Le tribunal suprême autorise les jours de congés non pris à être comptés pour le droit au chômage
Les travailleurs qui quittent un emploi et signent aussitôt un autre contrat, mais qui voient ce dernier prendre fin avant d'avoir pu prendre leurs jours de congés, peuvent désormais bénéficier de la prestations chômage. C'est ce qu'a décidé la justice, en particulier le Tribunal Suprême espagnol, qui a révisé la façon dont le temps travaillé est calculé.

Le rôle des jours de congés dans le droit au chômage
En Espagne, pour être éligible au chômage, un travailleur doit avoir au moins trois mois de période d'activité récente. Cela signifie que si un employé démissionne de son poste et signe un nouveau contrat qui prend fin avant que les trois mois ne soient passés, il ne peut pas bénéficier de la prestations chômage. Mais, selon la nouvelle interprétation, ces jours de congés non pris peuvent maintenant être comptés comme temps travaillé.

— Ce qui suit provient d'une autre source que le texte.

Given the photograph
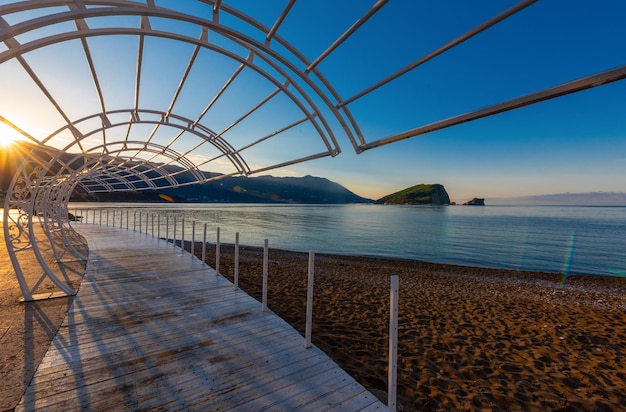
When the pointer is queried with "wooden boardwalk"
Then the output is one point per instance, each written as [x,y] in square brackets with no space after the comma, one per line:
[153,329]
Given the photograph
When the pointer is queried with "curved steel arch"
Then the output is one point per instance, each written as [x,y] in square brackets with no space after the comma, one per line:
[41,188]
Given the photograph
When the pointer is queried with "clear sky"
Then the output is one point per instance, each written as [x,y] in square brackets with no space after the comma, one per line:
[575,143]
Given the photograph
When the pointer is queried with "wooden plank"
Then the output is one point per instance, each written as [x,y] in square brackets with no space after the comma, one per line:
[153,329]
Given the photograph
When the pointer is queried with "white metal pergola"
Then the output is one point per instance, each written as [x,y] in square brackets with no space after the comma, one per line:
[137,144]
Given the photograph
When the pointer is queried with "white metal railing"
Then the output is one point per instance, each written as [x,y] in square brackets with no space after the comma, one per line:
[144,222]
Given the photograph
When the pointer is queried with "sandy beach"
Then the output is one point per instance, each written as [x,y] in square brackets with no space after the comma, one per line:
[469,338]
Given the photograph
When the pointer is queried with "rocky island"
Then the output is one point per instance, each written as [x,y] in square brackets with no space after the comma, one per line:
[422,194]
[475,202]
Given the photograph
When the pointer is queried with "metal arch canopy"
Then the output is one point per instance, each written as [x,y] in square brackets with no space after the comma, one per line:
[215,112]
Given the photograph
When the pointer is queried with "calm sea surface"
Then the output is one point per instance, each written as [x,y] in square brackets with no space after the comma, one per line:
[583,240]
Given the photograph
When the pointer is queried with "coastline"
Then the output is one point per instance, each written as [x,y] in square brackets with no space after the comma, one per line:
[470,338]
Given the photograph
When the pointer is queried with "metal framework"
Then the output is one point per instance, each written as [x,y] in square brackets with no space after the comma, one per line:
[137,144]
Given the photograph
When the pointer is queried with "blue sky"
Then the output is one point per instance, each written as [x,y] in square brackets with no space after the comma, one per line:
[575,143]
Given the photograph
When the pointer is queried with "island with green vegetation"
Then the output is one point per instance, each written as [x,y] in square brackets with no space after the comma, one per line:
[422,194]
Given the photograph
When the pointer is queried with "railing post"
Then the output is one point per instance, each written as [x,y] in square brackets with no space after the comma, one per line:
[193,237]
[309,301]
[204,246]
[217,252]
[182,234]
[236,277]
[265,275]
[174,234]
[392,380]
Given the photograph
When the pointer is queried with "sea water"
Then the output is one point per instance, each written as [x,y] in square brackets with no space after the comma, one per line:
[569,240]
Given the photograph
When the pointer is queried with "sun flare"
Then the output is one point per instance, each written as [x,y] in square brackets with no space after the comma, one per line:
[7,135]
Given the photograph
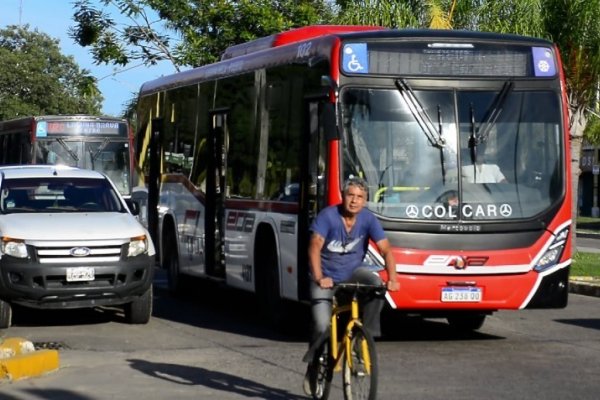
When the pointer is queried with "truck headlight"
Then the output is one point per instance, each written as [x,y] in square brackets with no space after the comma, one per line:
[14,247]
[554,251]
[137,245]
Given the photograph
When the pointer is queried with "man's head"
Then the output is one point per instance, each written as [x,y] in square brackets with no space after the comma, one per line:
[355,193]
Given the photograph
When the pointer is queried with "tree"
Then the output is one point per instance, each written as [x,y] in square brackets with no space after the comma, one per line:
[572,24]
[205,28]
[36,79]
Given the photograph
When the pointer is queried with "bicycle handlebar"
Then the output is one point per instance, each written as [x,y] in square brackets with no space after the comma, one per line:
[357,286]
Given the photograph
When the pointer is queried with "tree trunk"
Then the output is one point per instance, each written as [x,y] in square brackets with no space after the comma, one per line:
[578,123]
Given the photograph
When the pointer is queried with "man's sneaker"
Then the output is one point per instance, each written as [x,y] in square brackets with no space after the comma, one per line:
[306,385]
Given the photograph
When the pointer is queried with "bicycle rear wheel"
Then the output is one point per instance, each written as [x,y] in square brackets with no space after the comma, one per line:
[322,372]
[360,366]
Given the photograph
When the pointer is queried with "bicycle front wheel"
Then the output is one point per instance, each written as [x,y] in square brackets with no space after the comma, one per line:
[360,366]
[322,372]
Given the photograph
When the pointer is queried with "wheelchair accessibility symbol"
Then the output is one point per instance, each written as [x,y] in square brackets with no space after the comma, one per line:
[355,58]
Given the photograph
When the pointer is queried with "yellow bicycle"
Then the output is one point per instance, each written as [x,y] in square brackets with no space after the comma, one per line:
[352,350]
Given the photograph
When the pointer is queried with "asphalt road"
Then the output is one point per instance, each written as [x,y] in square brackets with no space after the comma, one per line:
[588,244]
[211,345]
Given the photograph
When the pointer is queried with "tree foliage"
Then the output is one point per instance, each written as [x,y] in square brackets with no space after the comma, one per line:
[35,78]
[204,28]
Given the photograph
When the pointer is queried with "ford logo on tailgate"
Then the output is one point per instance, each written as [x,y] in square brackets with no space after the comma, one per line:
[79,251]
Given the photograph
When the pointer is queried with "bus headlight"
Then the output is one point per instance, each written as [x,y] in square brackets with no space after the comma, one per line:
[14,247]
[554,251]
[138,245]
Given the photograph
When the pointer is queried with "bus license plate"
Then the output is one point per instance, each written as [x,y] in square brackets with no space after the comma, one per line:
[461,294]
[79,274]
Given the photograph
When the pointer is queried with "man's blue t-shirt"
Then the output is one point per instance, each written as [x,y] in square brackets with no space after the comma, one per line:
[343,252]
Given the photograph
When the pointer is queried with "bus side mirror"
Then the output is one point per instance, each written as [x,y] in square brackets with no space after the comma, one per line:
[133,205]
[328,121]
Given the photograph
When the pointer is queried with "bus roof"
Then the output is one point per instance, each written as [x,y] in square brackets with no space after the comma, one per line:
[293,36]
[276,49]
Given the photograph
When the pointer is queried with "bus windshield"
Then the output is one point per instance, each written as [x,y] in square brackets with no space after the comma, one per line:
[109,157]
[455,154]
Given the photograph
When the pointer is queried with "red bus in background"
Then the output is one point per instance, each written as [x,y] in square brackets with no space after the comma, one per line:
[462,137]
[99,143]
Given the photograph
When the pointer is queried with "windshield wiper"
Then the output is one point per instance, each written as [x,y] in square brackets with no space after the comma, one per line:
[68,150]
[418,111]
[492,114]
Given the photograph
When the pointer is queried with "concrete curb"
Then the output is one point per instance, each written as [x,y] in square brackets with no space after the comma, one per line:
[20,360]
[588,286]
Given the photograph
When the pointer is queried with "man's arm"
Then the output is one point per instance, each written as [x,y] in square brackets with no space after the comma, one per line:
[390,264]
[314,259]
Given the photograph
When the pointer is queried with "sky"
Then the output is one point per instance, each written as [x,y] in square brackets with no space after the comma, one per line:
[54,17]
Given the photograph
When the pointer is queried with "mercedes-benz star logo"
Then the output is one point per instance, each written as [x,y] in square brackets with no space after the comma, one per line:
[412,211]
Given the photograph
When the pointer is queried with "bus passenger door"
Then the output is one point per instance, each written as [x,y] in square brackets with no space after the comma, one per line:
[312,195]
[215,194]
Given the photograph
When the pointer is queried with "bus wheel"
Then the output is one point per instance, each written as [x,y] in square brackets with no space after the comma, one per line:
[172,264]
[466,322]
[5,314]
[267,286]
[139,311]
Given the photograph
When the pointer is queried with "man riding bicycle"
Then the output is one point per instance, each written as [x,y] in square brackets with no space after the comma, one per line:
[338,245]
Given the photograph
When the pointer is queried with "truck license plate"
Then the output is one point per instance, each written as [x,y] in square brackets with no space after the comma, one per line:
[461,294]
[78,274]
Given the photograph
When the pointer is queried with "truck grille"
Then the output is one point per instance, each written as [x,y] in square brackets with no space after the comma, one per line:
[67,253]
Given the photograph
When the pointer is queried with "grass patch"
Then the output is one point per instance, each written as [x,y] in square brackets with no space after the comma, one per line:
[586,264]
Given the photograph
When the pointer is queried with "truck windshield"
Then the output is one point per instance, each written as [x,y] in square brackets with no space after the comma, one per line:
[66,195]
[475,158]
[110,157]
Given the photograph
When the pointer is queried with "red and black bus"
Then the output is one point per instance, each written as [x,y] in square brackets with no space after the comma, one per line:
[462,137]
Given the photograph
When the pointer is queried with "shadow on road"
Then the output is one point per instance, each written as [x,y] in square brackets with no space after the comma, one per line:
[592,323]
[187,375]
[210,305]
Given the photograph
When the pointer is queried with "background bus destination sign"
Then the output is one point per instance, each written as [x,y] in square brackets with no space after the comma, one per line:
[45,128]
[448,59]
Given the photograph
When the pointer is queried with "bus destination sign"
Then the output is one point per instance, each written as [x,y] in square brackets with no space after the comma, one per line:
[448,60]
[78,128]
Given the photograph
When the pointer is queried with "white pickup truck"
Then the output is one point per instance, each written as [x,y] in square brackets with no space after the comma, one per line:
[68,239]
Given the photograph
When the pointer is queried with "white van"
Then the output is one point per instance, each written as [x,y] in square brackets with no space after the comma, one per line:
[70,240]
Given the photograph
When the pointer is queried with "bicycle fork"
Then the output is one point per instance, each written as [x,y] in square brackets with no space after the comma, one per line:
[347,338]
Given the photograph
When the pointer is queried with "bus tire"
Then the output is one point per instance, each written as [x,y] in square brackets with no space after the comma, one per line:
[5,314]
[171,262]
[139,311]
[466,322]
[267,280]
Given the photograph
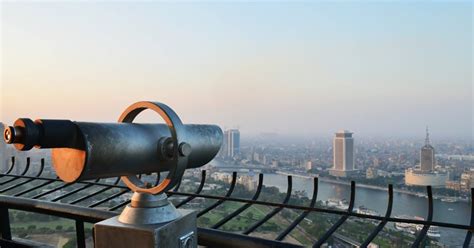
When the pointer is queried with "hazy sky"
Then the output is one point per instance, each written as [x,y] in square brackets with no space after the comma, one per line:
[376,68]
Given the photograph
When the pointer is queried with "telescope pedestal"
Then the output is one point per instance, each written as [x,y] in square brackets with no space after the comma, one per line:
[149,221]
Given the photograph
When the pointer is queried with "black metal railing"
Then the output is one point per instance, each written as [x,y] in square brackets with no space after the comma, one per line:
[212,236]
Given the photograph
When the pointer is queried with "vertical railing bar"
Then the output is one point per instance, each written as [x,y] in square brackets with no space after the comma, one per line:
[274,211]
[242,208]
[26,181]
[219,202]
[303,215]
[328,234]
[198,191]
[423,231]
[382,224]
[467,240]
[5,230]
[80,235]
[27,167]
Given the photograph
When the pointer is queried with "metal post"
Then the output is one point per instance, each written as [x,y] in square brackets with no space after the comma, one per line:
[80,236]
[5,231]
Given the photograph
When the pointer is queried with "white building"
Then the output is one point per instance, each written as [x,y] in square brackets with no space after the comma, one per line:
[231,143]
[425,174]
[343,154]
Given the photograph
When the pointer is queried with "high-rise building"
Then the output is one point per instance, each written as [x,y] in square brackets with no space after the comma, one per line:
[426,174]
[343,154]
[231,143]
[427,158]
[3,151]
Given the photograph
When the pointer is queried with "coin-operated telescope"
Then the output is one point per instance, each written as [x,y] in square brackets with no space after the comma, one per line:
[86,150]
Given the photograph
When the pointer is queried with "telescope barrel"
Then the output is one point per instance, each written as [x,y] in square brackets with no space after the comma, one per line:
[86,150]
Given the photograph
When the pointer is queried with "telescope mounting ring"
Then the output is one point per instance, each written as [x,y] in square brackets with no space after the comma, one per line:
[178,159]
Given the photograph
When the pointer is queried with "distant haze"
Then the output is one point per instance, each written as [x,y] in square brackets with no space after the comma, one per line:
[378,69]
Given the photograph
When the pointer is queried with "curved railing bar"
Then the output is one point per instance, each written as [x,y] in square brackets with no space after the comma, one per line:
[35,188]
[108,198]
[328,234]
[90,195]
[242,208]
[117,180]
[10,169]
[467,241]
[198,191]
[303,215]
[73,191]
[382,224]
[274,211]
[16,177]
[219,202]
[157,181]
[40,171]
[119,205]
[423,231]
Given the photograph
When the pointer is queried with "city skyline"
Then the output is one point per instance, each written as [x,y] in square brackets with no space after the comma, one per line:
[294,69]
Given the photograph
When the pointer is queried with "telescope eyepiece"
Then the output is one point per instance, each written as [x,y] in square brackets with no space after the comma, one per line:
[24,134]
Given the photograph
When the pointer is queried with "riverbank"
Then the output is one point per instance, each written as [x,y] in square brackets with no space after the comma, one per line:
[367,186]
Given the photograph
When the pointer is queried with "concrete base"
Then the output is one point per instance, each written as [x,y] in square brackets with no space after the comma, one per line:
[179,233]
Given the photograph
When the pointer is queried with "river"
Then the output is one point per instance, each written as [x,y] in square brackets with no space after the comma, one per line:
[377,200]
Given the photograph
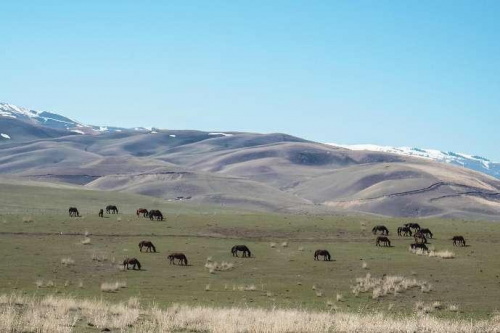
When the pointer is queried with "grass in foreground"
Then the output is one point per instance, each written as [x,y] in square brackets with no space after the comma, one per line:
[54,314]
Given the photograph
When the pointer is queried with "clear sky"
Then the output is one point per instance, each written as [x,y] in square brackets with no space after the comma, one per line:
[401,73]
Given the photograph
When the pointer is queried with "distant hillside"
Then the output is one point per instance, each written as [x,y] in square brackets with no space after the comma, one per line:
[267,172]
[472,162]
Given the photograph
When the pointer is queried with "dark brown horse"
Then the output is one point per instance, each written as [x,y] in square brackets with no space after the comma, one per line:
[155,214]
[404,231]
[383,230]
[421,246]
[180,256]
[241,248]
[383,239]
[420,238]
[111,209]
[326,255]
[73,212]
[142,211]
[133,262]
[148,245]
[458,240]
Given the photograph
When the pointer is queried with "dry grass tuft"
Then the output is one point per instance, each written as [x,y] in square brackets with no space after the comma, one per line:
[86,241]
[216,267]
[386,285]
[444,254]
[28,219]
[67,261]
[53,314]
[112,287]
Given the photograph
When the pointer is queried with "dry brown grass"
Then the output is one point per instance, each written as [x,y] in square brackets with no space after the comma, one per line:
[387,285]
[86,241]
[67,261]
[64,315]
[216,267]
[112,287]
[443,254]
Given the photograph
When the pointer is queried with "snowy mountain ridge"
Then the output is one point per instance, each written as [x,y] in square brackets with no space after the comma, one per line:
[54,120]
[473,162]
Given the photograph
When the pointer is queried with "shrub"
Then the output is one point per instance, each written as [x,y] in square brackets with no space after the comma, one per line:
[67,261]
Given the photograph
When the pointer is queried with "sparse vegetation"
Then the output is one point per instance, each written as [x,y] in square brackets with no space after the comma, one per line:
[61,315]
[86,241]
[387,285]
[67,261]
[111,287]
[216,267]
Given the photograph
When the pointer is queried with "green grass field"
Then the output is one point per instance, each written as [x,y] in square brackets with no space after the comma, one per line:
[36,233]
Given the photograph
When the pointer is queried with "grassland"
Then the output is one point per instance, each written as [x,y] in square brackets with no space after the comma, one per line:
[37,238]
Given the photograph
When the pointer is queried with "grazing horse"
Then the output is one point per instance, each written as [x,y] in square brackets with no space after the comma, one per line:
[383,230]
[73,212]
[426,232]
[242,248]
[404,231]
[111,209]
[131,261]
[417,246]
[414,226]
[420,238]
[155,214]
[142,211]
[324,253]
[148,245]
[180,256]
[458,240]
[383,239]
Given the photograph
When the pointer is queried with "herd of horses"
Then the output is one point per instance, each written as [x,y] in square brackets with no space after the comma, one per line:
[153,214]
[420,235]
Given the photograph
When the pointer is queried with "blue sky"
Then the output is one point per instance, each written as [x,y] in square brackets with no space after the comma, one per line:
[403,73]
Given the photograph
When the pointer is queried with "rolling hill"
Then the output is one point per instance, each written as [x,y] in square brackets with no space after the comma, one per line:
[269,172]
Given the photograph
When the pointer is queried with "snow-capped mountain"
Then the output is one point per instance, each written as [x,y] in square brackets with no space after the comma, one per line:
[473,162]
[53,120]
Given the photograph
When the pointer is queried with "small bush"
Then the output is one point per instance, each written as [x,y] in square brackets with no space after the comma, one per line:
[28,219]
[67,261]
[111,287]
[222,267]
[86,241]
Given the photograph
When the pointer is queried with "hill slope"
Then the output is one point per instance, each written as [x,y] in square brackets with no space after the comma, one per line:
[272,172]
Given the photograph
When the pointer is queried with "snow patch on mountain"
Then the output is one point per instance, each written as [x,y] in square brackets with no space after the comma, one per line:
[473,162]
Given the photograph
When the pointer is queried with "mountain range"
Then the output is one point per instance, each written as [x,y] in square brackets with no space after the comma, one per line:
[266,172]
[473,162]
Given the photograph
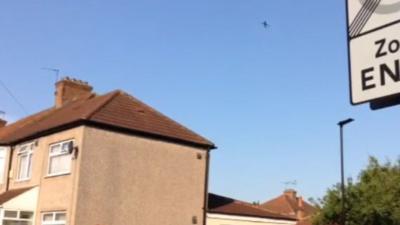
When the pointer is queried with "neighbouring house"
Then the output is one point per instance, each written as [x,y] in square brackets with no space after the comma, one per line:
[292,205]
[223,210]
[101,160]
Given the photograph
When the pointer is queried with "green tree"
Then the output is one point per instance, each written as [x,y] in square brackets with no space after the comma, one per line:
[374,199]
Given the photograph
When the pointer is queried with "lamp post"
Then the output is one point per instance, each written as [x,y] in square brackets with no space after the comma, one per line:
[341,125]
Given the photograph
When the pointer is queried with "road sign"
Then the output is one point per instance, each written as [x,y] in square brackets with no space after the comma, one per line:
[374,49]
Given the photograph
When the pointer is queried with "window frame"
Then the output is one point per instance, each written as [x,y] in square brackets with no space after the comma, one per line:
[25,149]
[54,155]
[54,221]
[17,217]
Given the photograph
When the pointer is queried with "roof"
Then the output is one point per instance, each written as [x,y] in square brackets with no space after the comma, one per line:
[287,205]
[8,195]
[228,206]
[116,110]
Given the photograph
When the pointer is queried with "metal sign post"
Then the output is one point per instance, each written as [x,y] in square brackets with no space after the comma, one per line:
[374,51]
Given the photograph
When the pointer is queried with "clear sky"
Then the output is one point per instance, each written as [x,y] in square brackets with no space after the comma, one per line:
[269,98]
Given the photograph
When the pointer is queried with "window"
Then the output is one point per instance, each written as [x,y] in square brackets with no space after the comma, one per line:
[60,158]
[25,161]
[12,217]
[2,163]
[54,218]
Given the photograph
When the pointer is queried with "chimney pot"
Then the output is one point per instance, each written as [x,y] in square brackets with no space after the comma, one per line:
[70,89]
[291,193]
[2,123]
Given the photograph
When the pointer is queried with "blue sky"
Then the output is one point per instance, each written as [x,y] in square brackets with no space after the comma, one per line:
[269,98]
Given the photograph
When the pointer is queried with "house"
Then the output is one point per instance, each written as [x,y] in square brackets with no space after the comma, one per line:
[292,205]
[101,160]
[223,210]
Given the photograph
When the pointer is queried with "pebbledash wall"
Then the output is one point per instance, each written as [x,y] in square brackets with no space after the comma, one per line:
[221,219]
[119,179]
[125,179]
[54,193]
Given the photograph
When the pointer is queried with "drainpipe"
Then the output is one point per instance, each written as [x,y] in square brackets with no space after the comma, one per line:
[9,167]
[206,187]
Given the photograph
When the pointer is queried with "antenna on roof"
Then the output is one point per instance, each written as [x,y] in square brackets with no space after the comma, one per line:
[56,72]
[290,184]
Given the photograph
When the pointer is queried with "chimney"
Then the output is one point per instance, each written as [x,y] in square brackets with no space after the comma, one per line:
[69,89]
[292,194]
[300,211]
[2,123]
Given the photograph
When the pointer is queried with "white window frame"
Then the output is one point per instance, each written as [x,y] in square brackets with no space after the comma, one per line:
[26,149]
[54,221]
[18,217]
[53,155]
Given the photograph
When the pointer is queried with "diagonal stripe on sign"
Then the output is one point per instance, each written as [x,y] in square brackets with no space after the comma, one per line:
[362,17]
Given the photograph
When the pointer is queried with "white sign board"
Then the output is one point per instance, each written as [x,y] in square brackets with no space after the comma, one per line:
[374,47]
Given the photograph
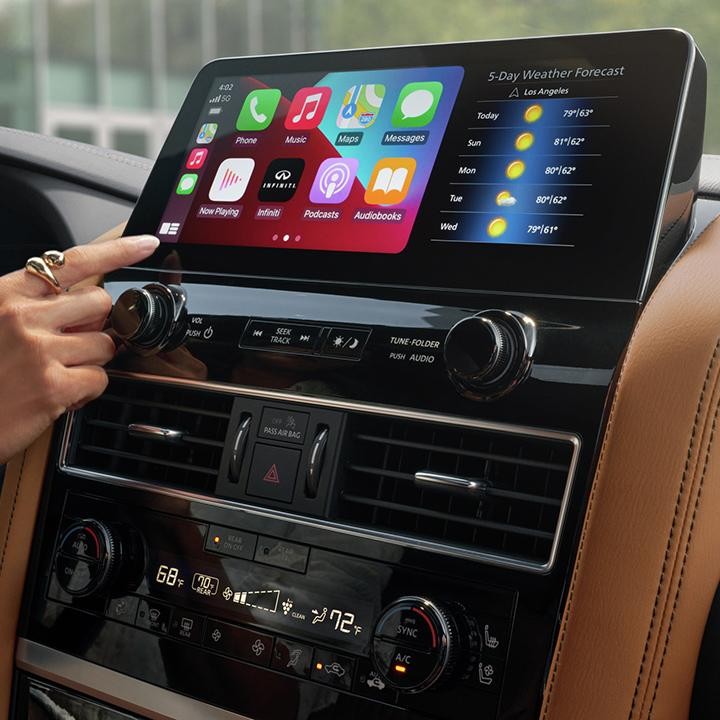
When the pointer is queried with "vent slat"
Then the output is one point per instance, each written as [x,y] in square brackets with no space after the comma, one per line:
[121,427]
[517,516]
[166,406]
[147,459]
[103,444]
[460,452]
[488,492]
[447,516]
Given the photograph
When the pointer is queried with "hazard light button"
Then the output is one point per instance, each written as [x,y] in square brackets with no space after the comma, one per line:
[273,472]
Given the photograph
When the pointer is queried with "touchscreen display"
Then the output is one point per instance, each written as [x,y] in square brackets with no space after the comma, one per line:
[338,161]
[533,165]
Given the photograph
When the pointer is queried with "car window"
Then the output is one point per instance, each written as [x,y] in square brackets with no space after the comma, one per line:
[114,72]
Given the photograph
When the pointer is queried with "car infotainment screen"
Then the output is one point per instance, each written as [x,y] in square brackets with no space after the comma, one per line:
[338,161]
[529,165]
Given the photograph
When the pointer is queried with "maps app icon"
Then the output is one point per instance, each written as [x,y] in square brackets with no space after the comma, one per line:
[360,107]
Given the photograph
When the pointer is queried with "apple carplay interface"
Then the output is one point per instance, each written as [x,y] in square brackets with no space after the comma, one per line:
[456,157]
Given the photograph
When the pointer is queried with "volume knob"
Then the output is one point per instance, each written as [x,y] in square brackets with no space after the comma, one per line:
[150,319]
[489,353]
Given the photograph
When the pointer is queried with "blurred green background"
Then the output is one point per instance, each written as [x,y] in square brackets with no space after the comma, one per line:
[114,72]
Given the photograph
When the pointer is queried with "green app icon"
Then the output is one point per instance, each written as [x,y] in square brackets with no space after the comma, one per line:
[417,104]
[258,109]
[186,184]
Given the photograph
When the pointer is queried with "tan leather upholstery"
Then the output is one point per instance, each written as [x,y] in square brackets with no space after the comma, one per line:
[649,557]
[18,507]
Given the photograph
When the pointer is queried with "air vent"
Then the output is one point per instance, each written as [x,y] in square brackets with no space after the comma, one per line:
[504,494]
[156,433]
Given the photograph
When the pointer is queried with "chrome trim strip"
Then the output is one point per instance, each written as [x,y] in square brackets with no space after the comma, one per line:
[667,182]
[154,432]
[367,533]
[112,687]
[451,483]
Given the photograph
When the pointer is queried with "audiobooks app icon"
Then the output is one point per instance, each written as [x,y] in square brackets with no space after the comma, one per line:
[390,181]
[231,179]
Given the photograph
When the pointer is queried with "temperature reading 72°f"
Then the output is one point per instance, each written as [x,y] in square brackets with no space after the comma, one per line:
[343,621]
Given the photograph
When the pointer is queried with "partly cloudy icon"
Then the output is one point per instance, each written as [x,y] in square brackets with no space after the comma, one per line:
[505,199]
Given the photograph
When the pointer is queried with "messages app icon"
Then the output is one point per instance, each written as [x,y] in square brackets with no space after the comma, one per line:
[417,104]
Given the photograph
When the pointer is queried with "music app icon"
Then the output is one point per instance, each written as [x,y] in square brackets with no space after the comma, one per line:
[307,108]
[196,158]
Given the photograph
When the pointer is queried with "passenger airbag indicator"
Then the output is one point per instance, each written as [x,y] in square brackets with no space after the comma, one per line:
[285,425]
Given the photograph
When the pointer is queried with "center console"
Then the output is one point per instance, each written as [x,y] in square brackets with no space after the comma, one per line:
[344,454]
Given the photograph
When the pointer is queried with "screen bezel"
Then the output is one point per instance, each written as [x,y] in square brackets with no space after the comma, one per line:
[616,271]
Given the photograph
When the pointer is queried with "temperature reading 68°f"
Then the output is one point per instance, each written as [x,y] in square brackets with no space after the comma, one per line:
[578,112]
[550,199]
[542,229]
[560,169]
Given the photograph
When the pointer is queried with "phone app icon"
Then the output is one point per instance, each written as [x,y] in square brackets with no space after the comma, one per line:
[390,181]
[281,179]
[187,184]
[196,158]
[360,106]
[417,104]
[231,179]
[258,110]
[334,180]
[307,108]
[206,134]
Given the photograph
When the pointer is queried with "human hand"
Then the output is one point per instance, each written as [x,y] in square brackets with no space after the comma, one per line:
[52,348]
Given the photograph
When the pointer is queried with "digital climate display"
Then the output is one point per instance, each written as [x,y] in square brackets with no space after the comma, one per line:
[254,594]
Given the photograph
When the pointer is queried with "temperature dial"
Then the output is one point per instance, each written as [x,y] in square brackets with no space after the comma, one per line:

Avant cette décision, les jours de congés non pris ne faisaient pas partie du temps travaillé. Ils étaient considérés comme des jours non travaillés, même si l'employeur les payait en fin de contrat. Mais le Tribunal Suprême a décidé que ces jours devaient être comptés, car ils représentent toujours un temps travaillé, même s'ils ne sont pas effectifs.
Cette interprétation a des conséquences importantes pour les travailleurs qui changent fréquemment d'emploi. Elle leur permet de bénéficier de la prestations chômage plus facilement, car les jours de congés non pris peuvent maintenant être ajoutés au temps travaillé.